The little whoops or washboards are the hardest to dress IMO. Since everone uses gauge wheels, I guess they work!

But if you go over 2" deep whoop and fill in the dip. You have filled it with loose non compacted soil. then the gauge wheel hits it and compacts it, and the dip is still there. Point is compaction is needed. How many of us have made a perfect looking area, then walk on it. Nothing compacted.
The guys on our lease are/were in the business of making roads to oil drilling pads. These roads had to hold up trucks and stuff. The one at our deer/fishing lease doesn't see anything that heavy but it is bottom land. Their main tool is a small dozer. Dig out the ditches first since this is where the road is pushed into AND without drainage a road won't last long. then after the pile in the middle, level it out. The dozer helps with compaction but these guys can ususlly do it in 4 passes. 1 up the left ditch, 2 up the right ditch, 3-4 on the road. They also know about dirt conditions. One day we went down to the bottom and the road was a mess. Surely Edwin didn't do this. He did but stopped because the ground was to wet if I recall and you can't work with it like that. (BTW, this is pure East Texas river bottom black gumbo..if you use a PHD on it, the spoils ALL come up in round quarter size balls, funnest thing ever).

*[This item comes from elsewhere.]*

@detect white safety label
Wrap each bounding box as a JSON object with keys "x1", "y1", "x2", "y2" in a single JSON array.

I realize materials are different, but knowledge of your material, and drainage IMO are what make roads last. And in the end, a road you have to maintain only once a year is a road you've constructed correctly. If you have to maintain a road monthly and all you are doing is driving cars on it, is a road that wasn't built properly for the conditions in the first place.
And what do the pros use...a road maintainer/road grader. Blade in the middle, gauge wheels in the back so to speak (and a lot of weight). But when I see them, almost all of the time they seem to be taking the road "down" to the proper level. But in either case, there is usually a pack of rollers following behind!